Projeto D: Se o selo tem uma proposta séria e coesa, acho muito interessante. Existem alguns que gosto bastante, como a Slap Musica, que tem uma estrutura maior. Tem também a Flecha Discos que é um coletivo de bandas que unem forças para divulgar os artistas ali inseridos. A vantagem dos selos maiores é que acaba sendo mais uma ferramenta para que o artista tente se preocupar mais com a sua música e menos com a parte burocrática da coisa.
PDM: Novamente estamos vivendo um período que diversos canais de TV, emissoras e rádio e produtores musicais promovem eventos a procura de novos talentos. Há quem diga que estamos num momento de vacas magras, criativamente falando, com bandas e artistas genéricos. Com essa repetição de ciclos, é possível identificar e separar o que realmente é cíclico do que é original?
Projeto D: Acho que sim. Particularmente tive a felicidade de conhecer e gravar muitos artistas independentes que me surpreenderam muito, artistas com propostas novas musicalmente falando. Mas o trabalho não acaba quando o disco fica pronto. Essa próxima etapa é a mais difícil, na minha opinião (divulgar, fazer shows, videoclipes, conteúdo e mostrar a cara). Quem não pensa dessa forma acaba engavetando discos incríveis. Existem artistas também que gravei que o foco era só para ter um registro mesmo de alguma música, sem nenhuma pretensão, mas o material ficou incrível. No meu site, na parte de gravações, vocês podem escutar ótimos artistas independentes que gravei e produzi no decorrer dos anos, tem muita gente bacana por lá.
Produção musical x músicos iniciantes
PDM: De que forma as feiras, encontros e workshops voltados à produção musical podem ser decisivos na forma de fazer música para quem pensa em ser músico?
Projeto D: Acho incríveis os workshops que existem hoje em dia, tanto presencial como online. Hoje conseguimos ver pessoas experientes falando sobre o que você quer escutar. Um exemplo incrível é o MasterClass.com. Você quer ver um pouco do processo de criação do Hans Zimmer? Tem lá. Quer ver algo sobre canto? A Christina Aguilera te mostra. Quer ver dicas do Kevin Spacey atuando? Tem lá. Entre muitas outras coisas. Fora congressos musicais online, onde já participei de 3, mostrando minha forma de compor e falando sobre produção musical.

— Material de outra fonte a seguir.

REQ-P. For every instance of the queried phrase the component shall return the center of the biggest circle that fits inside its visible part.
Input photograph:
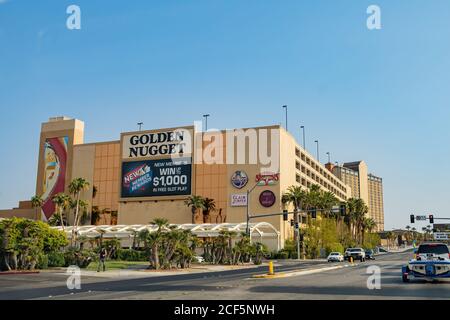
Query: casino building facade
(149, 174)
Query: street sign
(441, 235)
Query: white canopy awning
(259, 230)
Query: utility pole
(206, 121)
(285, 108)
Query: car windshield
(433, 248)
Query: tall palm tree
(75, 188)
(357, 212)
(209, 206)
(195, 203)
(62, 202)
(327, 200)
(368, 224)
(37, 202)
(296, 196)
(155, 239)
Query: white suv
(356, 254)
(430, 251)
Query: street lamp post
(247, 230)
(304, 139)
(318, 155)
(206, 121)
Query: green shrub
(131, 255)
(282, 255)
(56, 259)
(334, 247)
(82, 259)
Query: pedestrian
(101, 262)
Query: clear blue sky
(382, 96)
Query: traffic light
(343, 209)
(314, 213)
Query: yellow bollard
(271, 271)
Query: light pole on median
(206, 121)
(304, 139)
(247, 230)
(285, 108)
(318, 155)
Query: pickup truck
(356, 254)
(432, 262)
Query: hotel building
(149, 174)
(363, 185)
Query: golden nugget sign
(157, 144)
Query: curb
(7, 273)
(301, 272)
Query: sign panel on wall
(157, 144)
(156, 178)
(55, 164)
(441, 235)
(267, 179)
(267, 199)
(239, 179)
(238, 200)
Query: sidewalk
(145, 273)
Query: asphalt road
(345, 283)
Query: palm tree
(357, 212)
(368, 224)
(296, 196)
(37, 202)
(327, 201)
(195, 203)
(155, 239)
(75, 187)
(62, 202)
(209, 206)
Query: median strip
(300, 272)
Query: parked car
(432, 250)
(432, 262)
(199, 259)
(335, 257)
(356, 254)
(370, 255)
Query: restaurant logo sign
(238, 200)
(239, 179)
(267, 179)
(267, 199)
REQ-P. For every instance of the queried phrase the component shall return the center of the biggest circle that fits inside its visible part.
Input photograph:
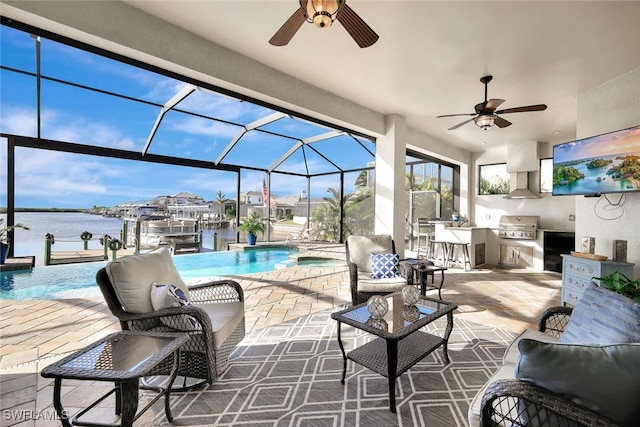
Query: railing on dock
(85, 255)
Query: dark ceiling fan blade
(501, 123)
(492, 104)
(456, 115)
(538, 107)
(461, 124)
(289, 28)
(356, 27)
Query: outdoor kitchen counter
(475, 237)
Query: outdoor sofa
(581, 368)
(146, 293)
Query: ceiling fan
(322, 13)
(486, 113)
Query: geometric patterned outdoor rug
(289, 375)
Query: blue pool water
(78, 280)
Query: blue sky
(56, 179)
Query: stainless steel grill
(518, 227)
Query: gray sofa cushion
(603, 378)
(603, 317)
(132, 277)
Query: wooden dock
(19, 263)
(90, 255)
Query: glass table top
(399, 314)
(120, 353)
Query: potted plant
(253, 224)
(621, 284)
(4, 238)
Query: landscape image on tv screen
(608, 163)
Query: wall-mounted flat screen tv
(607, 163)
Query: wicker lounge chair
(589, 379)
(214, 319)
(359, 250)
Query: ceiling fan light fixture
(485, 121)
(323, 12)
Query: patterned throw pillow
(603, 317)
(384, 265)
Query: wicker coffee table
(400, 343)
(122, 358)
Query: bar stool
(424, 230)
(464, 248)
(432, 252)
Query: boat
(153, 231)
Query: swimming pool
(78, 280)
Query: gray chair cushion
(603, 317)
(132, 277)
(361, 248)
(605, 379)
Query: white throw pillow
(170, 296)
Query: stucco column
(390, 177)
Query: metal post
(47, 249)
(137, 234)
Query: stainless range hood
(521, 158)
(521, 190)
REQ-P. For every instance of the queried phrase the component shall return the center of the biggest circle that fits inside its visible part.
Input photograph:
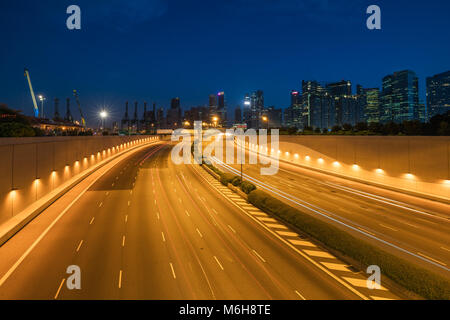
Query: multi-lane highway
(148, 229)
(412, 227)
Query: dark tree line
(437, 126)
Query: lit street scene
(225, 159)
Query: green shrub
(247, 187)
(411, 277)
(236, 181)
(226, 178)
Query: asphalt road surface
(148, 229)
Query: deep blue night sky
(153, 50)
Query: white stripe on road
(173, 271)
(218, 262)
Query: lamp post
(103, 116)
(42, 98)
(266, 120)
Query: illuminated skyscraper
(438, 94)
(400, 97)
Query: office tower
(296, 110)
(56, 116)
(247, 114)
(256, 109)
(68, 116)
(318, 106)
(221, 109)
(438, 94)
(344, 104)
(238, 115)
(275, 117)
(174, 114)
(400, 97)
(368, 109)
(126, 119)
(160, 120)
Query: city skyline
(149, 38)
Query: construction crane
(36, 109)
(83, 121)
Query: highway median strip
(411, 277)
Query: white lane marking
(321, 254)
(299, 294)
(257, 254)
(287, 233)
(336, 266)
(380, 298)
(300, 252)
(59, 289)
(362, 283)
(258, 213)
(79, 246)
(120, 279)
(218, 262)
(267, 219)
(173, 270)
(382, 199)
(387, 227)
(437, 261)
(301, 243)
(323, 213)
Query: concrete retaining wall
(32, 167)
(416, 164)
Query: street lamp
(266, 119)
(103, 116)
(42, 98)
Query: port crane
(36, 109)
(83, 121)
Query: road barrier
(415, 279)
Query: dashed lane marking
(218, 262)
(173, 270)
(79, 246)
(287, 233)
(362, 283)
(336, 266)
(301, 243)
(59, 289)
(320, 254)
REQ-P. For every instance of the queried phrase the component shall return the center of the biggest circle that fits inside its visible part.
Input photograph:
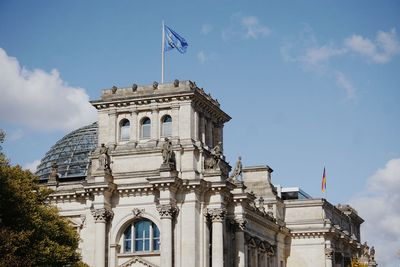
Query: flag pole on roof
(170, 40)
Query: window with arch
(124, 130)
(141, 236)
(166, 126)
(146, 128)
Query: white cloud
(39, 99)
(32, 166)
(378, 204)
(253, 28)
(206, 29)
(245, 27)
(385, 47)
(343, 82)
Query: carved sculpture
(104, 158)
(237, 171)
(155, 85)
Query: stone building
(148, 185)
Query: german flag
(323, 184)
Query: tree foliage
(31, 232)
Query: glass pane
(156, 244)
(128, 246)
(166, 129)
(125, 132)
(146, 131)
(139, 245)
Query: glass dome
(71, 153)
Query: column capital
(329, 253)
(217, 214)
(102, 215)
(167, 211)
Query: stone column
(217, 218)
(101, 216)
(155, 124)
(240, 244)
(166, 213)
(134, 127)
(112, 126)
(328, 256)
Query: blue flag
(173, 40)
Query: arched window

Isso acaba sendo incentivo pra quem pensa em começar a empreitada, ou um complemento para quem já está no meio.
PDM: Qual fator (ou quais fatores) pode(m) ser determinante(s) ao apontar uma produção de qualidade?
Projeto D: Primeiro lugar, a música precisa ser boa. De nada adianta se o principal não é bom. Recomendo focar com todas as forças ali antes de qualquer coisa. Segundo lugar, deixar cada um no seu quadrado. Se quiser um resultado profissional, contrate alguém profissional pra fazer.
PDM: Entre todas suas facetas no mundo musical, sob qual delas você se sente mais a vontade?
Projeto D: Gosto de tudo que eu faço, tanto de produção de bandas, quanto gravação, quanto mixagem, quanto trilha sonora, quando soundesign. Mas o que mais gosto mesmo é compor e gravar minhas próprias músicas, nada melhor do que escutar o resultado pronto. Isso é algo que nunca vou deixar de fazer.
PDM: Para encerrar, gostaríamos de agradecer pelo bate papo e deixamos o espaço livre para enviar um recado aos leitores do Porão da Música.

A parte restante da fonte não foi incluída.